As an exploration of how human bodies interact with electronic devices in an age of constant acceleration and fragmentation, I was quite enamored with the choice to use extreme slowness. Over the course of the piece there are quite a few striking images, particularly with the use of shadows toward the end of the piece when projection is introduced into the vocabulary. Ultimately, however, it did not feel like there was enough interesting material to fill the time. Much of the movement, in its slowness, is reminiscent of Butoh, but lacks physical virtuosity. Such extremities of tempo put movement under a powerful microscope, and often can elevate the most prosaic gestures into new heights of strange beauty. While there are certainly moments of this, for most of the show the performers fall short of that transcendence, and are just moving frustratingly slowly.

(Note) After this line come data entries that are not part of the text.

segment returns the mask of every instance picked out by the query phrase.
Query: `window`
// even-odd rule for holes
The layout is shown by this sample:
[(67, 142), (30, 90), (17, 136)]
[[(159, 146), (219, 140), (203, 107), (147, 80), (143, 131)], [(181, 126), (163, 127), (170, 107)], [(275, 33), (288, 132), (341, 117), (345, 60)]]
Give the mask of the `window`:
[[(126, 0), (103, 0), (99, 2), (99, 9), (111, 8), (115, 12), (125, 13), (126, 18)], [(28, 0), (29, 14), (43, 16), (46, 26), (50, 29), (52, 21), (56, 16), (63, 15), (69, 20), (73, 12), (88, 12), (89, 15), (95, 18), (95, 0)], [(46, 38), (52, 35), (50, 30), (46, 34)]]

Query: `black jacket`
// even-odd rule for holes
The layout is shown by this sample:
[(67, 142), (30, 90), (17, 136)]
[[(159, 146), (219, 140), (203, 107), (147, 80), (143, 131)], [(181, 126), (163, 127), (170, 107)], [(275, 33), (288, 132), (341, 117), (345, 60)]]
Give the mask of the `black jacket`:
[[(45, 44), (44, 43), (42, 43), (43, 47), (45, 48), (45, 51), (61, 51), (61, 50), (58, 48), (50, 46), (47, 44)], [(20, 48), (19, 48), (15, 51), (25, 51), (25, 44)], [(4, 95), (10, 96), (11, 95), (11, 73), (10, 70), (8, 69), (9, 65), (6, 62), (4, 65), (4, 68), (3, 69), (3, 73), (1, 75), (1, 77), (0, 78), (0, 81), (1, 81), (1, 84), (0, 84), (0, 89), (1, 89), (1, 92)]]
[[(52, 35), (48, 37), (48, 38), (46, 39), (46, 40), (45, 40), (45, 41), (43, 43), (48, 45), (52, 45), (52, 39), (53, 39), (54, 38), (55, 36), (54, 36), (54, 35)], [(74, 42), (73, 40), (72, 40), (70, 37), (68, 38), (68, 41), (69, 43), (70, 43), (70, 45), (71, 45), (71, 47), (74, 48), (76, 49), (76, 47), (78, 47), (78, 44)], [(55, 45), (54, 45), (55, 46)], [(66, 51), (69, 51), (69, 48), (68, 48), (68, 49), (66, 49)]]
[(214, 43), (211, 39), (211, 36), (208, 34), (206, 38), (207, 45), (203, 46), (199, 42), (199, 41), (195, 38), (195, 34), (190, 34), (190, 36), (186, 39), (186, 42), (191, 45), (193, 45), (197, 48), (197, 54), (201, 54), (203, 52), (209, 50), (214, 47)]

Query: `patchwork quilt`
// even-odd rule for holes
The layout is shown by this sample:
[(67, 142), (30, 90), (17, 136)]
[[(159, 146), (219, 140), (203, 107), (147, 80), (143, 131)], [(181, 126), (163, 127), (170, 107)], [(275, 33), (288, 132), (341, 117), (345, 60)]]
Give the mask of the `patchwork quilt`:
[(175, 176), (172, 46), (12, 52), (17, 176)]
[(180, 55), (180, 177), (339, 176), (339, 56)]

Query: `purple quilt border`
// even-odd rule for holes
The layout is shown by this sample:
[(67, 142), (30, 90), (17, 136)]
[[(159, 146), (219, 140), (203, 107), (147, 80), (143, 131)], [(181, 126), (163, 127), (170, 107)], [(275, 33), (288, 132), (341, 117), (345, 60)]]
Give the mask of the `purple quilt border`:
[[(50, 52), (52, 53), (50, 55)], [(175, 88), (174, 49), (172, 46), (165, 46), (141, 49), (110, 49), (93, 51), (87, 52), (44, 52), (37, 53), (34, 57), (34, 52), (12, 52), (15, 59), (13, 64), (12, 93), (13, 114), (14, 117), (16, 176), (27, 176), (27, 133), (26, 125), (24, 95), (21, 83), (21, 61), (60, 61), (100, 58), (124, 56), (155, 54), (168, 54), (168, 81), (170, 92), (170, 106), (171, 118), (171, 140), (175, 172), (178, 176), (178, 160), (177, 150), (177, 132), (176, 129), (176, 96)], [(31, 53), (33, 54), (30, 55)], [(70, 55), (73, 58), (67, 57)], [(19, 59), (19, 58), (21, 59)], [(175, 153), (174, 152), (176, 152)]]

That type of movement demands incredible precision on the part of both the director and the performers, but this piece felt marred by a certain degree of sloppiness. That's not to say that I don't thoroughly appreciate the immensely difficult task of the performers—their focus is admirably absolute. Rather, it was a sloppiness of choices made. I cannot help but feel that a far richer physical vocabulary could have been found in their play with the various electronic devices than the tangling and pulling of cables that filled up most of the hour.

Non-narrative work, without the comforting structure of conventional story, needs a dramaturgical framework that is just as—if not more—rigorous to replace it. Sadly e-Station never quite achieves this, and thus remains lost in the murk.